The U.S. Dept. of Education now has “Communications Regions”. http://www2.ed.gov/about/contacts/gen/regions.html

( FYI, regionalism and “Regional Equality” are tenets of the United Nations’ Agenda 21.  –Because people are easier to control en masse than in smaller localities.)

So, I asked the Region 9 Education Service Center Public Information Officer, Debbie Cummings, to explain things to me.  (Does her title not sound so Orwellian?)

I asked her how the U.S. Constitution works with the notion of regions, of U.S. states’ boundaries being less relevant, with the federal departments working with regions instead.

And Debbie Cummings dodged the actual question but answered a related issue that’s also important:  “…in regard to your concern regarding “federal and state powers having checks and balances”  It is through the Governor’s Office and the Texas Education Agency that the state’s rights are reviewed for compatibility with federal priorities prior to the state making application for any federal funds.  It is then through the Texas Education Agency that the use of these funds are tracked to ensure adherence to both the federal and state priorities and requirements.  However, if the priorities do not reflect a state’s priorities, then the State is not obligated to apply for the federal funds. 

[So, states won’t be funded, even though they paid taxes federally. 

They may not have access to their own tax money for their own schools,

if their priorities don’t match federal priorities?]

Cummings taught me something I didn’t know:  “Many times they carry a different title from state to state, i.e., in New York they are called BOCES (Boards of Cooperative Educational Services); whereas in Texas, they have been named by the legislature as Regional Education Service Centers.”  Ok.  Harder to see the federal uniformity when states name their federal, regional education headquarters differently, I suppose.

So, I asked a Texas friend, Donna Garner, what she thought of all of this.

Donna Garner said, “The lawyers who set up the TESCCC (who own CSCOPE) knew full well what the laws are regarding the Education Service Centers (ESC), and they deliberately set up this corporation to get around the laws. They think they have figured out a way to make CSCOPE untouchable, but we are working with Texas Legislators to figure out some bills that will counteract the TESCCC. ”

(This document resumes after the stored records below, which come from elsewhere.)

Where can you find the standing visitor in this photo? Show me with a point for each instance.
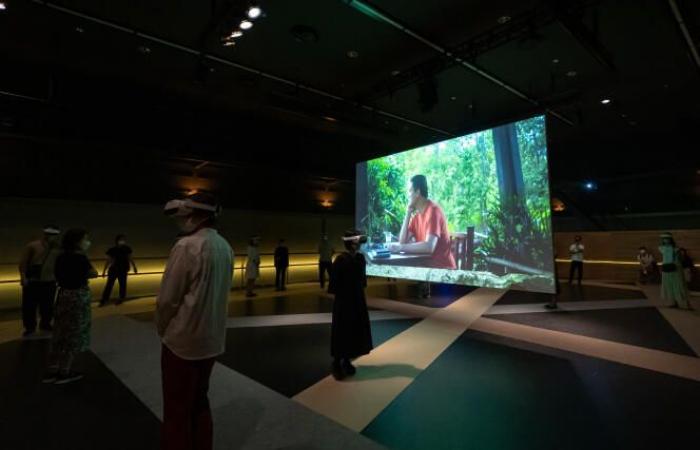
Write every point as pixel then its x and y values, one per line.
pixel 119 260
pixel 36 271
pixel 73 316
pixel 325 260
pixel 252 266
pixel 576 253
pixel 281 265
pixel 673 287
pixel 351 335
pixel 191 311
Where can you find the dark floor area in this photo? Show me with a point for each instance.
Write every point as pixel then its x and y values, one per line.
pixel 307 303
pixel 571 293
pixel 644 327
pixel 486 392
pixel 441 295
pixel 289 359
pixel 98 412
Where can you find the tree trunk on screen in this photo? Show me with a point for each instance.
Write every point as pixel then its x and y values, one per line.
pixel 511 190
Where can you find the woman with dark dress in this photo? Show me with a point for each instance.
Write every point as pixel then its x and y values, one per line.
pixel 72 319
pixel 351 335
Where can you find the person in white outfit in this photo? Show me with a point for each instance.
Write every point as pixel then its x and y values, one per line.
pixel 252 265
pixel 191 312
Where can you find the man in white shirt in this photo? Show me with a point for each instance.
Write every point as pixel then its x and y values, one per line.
pixel 191 311
pixel 576 253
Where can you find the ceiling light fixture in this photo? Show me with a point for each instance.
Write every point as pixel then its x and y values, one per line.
pixel 504 19
pixel 254 12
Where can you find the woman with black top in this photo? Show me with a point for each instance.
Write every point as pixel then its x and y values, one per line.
pixel 351 335
pixel 72 319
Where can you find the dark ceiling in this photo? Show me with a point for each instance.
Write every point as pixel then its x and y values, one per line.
pixel 151 81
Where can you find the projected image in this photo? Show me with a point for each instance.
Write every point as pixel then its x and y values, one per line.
pixel 472 210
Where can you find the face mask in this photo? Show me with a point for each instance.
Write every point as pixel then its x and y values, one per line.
pixel 187 224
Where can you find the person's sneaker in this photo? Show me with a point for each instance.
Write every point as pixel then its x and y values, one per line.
pixel 50 377
pixel 64 378
pixel 348 368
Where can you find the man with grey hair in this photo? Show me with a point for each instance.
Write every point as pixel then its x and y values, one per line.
pixel 191 312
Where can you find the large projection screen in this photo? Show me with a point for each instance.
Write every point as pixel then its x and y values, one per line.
pixel 473 210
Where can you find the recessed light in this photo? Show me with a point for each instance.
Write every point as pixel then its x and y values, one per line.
pixel 254 12
pixel 504 19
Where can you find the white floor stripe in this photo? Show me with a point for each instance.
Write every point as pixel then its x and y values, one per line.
pixel 390 368
pixel 656 360
pixel 247 415
pixel 569 306
pixel 686 323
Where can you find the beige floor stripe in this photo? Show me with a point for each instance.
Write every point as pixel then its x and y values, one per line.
pixel 656 360
pixel 390 368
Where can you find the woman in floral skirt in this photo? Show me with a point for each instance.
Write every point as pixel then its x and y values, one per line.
pixel 72 320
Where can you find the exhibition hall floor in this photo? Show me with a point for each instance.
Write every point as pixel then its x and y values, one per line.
pixel 466 368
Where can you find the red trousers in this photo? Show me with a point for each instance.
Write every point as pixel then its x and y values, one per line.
pixel 187 423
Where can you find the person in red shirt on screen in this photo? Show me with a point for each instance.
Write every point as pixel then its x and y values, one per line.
pixel 424 228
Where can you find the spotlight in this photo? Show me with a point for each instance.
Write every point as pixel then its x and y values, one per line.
pixel 590 186
pixel 254 12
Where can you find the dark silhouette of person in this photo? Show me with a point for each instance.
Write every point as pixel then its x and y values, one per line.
pixel 36 269
pixel 117 267
pixel 281 265
pixel 351 335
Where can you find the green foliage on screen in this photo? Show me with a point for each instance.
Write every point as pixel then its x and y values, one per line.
pixel 463 181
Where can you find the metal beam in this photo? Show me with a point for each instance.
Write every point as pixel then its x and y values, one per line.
pixel 684 30
pixel 238 66
pixel 377 14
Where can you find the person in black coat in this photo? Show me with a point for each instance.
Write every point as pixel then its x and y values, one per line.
pixel 351 335
pixel 281 265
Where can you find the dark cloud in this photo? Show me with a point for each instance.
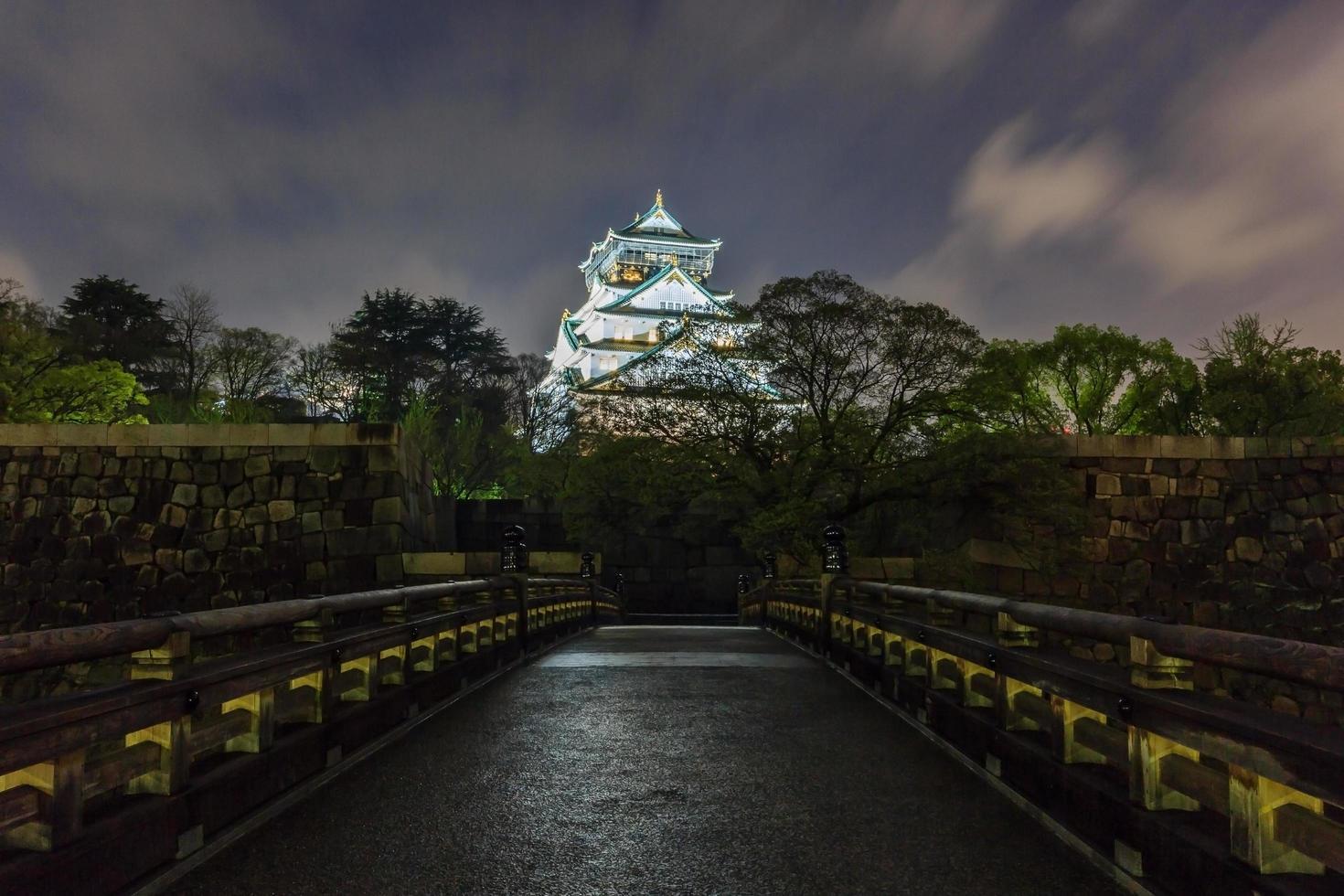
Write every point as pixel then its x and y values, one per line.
pixel 1021 163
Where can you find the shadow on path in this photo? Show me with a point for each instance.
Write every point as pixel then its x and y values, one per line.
pixel 656 761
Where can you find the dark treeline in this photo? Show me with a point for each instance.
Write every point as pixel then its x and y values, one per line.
pixel 900 421
pixel 111 352
pixel 839 403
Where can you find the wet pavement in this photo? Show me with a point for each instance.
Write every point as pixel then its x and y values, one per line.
pixel 656 761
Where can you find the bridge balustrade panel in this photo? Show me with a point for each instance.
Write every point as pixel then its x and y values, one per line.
pixel 1110 750
pixel 223 709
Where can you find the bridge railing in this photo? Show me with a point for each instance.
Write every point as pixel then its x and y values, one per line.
pixel 980 672
pixel 223 709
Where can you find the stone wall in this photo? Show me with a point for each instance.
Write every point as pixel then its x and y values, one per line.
pixel 102 523
pixel 1243 534
pixel 663 572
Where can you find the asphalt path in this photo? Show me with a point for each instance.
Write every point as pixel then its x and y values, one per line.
pixel 656 761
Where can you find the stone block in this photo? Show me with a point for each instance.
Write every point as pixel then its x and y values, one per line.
pixel 152 435
pixel 240 496
pixel 257 465
pixel 292 434
pixel 1144 446
pixel 325 458
pixel 249 434
pixel 329 434
pixel 434 563
pixel 1094 446
pixel 371 432
pixel 389 569
pixel 1184 446
pixel 1229 448
pixel 383 539
pixel 202 434
pixel 1249 549
pixel 386 511
pixel 91 434
pixel 383 458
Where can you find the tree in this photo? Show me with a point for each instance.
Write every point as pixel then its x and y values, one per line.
pixel 815 406
pixel 192 328
pixel 874 380
pixel 42 383
pixel 113 320
pixel 251 366
pixel 382 348
pixel 1260 382
pixel 464 355
pixel 537 415
pixel 325 387
pixel 1007 391
pixel 1089 380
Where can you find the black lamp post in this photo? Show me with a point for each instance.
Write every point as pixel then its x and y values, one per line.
pixel 514 551
pixel 835 557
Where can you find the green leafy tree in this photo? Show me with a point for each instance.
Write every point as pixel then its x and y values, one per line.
pixel 1089 380
pixel 1260 382
pixel 251 367
pixel 820 412
pixel 113 320
pixel 326 389
pixel 42 383
pixel 398 348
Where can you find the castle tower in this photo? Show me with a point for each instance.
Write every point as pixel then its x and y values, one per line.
pixel 644 283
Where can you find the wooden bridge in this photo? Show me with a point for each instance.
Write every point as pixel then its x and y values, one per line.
pixel 509 735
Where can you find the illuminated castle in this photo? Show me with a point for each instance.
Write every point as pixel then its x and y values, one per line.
pixel 645 285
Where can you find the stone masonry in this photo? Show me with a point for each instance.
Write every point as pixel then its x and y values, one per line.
pixel 1243 534
pixel 102 523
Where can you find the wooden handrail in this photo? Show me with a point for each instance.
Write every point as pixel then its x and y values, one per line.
pixel 46 647
pixel 1275 778
pixel 1315 664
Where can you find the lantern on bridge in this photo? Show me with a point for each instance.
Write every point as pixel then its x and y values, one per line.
pixel 514 551
pixel 835 557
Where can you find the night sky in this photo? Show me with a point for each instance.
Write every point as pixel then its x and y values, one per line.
pixel 1158 165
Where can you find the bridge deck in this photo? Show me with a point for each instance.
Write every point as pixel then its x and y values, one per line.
pixel 656 761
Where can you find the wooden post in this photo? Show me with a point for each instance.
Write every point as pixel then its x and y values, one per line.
pixel 392 663
pixel 823 635
pixel 167 663
pixel 261 707
pixel 1146 772
pixel 1253 802
pixel 1152 669
pixel 1006 704
pixel 1067 715
pixel 1009 633
pixel 316 630
pixel 520 592
pixel 938 614
pixel 894 649
pixel 59 817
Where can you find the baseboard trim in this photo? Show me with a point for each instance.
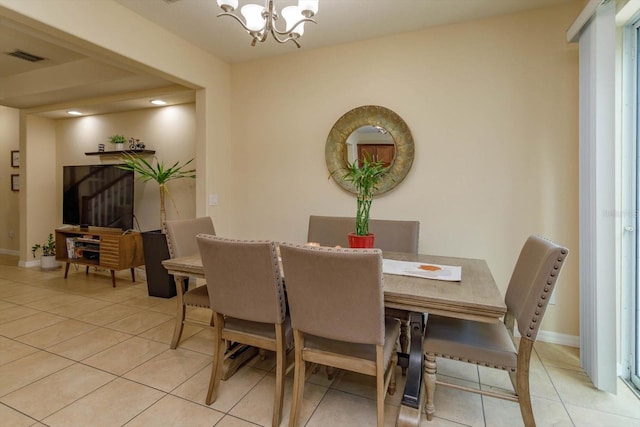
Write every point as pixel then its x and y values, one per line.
pixel 28 264
pixel 558 338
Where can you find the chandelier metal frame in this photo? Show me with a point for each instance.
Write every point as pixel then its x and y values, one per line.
pixel 270 15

“The ESC’s were not set up to become marketing mouthpieces for CSCOPE curriculum. It was never the intent of the Texas Legislature that set up the ESC’s to make them into money-making organizations that suck money from local taxpayers. We already pay school taxes to our local districts; we do not need to be paying extra dollars far-and-above those local taxes to help ESC’s make huge profits!  Notice the ESC buildings around the state. The one locally has turned into a state-of-the-art, huge complex; and within those walls is where the CSCOPE marketing and training is being conducted locally.  What a huge waste of our tax dollars!”

“Just yesterday on the Jason Moore talk show in Odessa, a current classroom teacher called in and said what a total waste of time the CSCOPE training is at the ESC.  She said that the ESC staffers have little subject content knowledge and that the teachers who attend know so much more than the ESC staffers do.”

“Because the new TEKS curriculum standards (adopted since May 2008) are grade-level-specific for every grade level and for every core course (ELAR, Science, Social Studies, and Math), there is no need for the ESC’s to hire numerous staffers to train teachers. The teachers now know what is to be taught, and it is their purview to decide how to teach it. Even teachers in small school districts can get together with the teachers in the districts around them and share great teaching ideas of how to teach the TEKS.  Why should those teachers go to the ESC’s when once they get there, they hardly ever come back with any practical ideas that can be used in their classrooms?”  

“Next, the Race to the Top grants now coming from the USDOE go directly to the school districts and the ESC entities; those grants are not dispersed through the TEA.  The funds go directly to the school districts/ESC’s if they are chosen in the final round of federal RTTT grants.” 

How do I interpret these things?  I think corporations and federal entitites should stay out of education, just the way the U.S. Constitution set it up.

U.S. Dept. of Education Arne Duncan

It looks to me like the corporations that make money from Common Core, and the federal Secretary who wants Common Core to be the national uniform, are chasing after Texas.  It’s a control problem.

I remember seeing U.S. Secretary of Education Arne Duncan speaking on a t.v. show way back when Texas rejected Common Core.  He belittled the state’s education system and said that he felt so sorry for the children there, who would not be getting to learn the Common Core.  Oh, yes he did.

http://abcnews.go.com/blogs/politics/2011/08/arne-duncan-i-feel-very-very-badly-for-kids-in-rick-perrys-texas-schools/

And Texas’ Robert Scott called Secretary Duncan out for it: http://dallasmorningviewsblog.dallasnews.com/2011/08/robert-scott-fi.html/

Robert Scott

The supposedly non-federal program, the supposedly state-led initiative of Common Core, when rejected by Texas, angered the U.S. Secretary of Education.  Hmmm.  So he decided that if the state (that is, Governor Rick Perry and Superintendent Robert Scott) were to reject Common Core, he would push it another way– he then started offering Race To The Top funds directly to school districts, bypassing the state completely.  And of course, you can’t have Race to the Top funding unless you agree to Common Core.  That’s how it works.

The elite D.C. educrats and corporations want their way, and they push and push and push.  We must keep pushing back.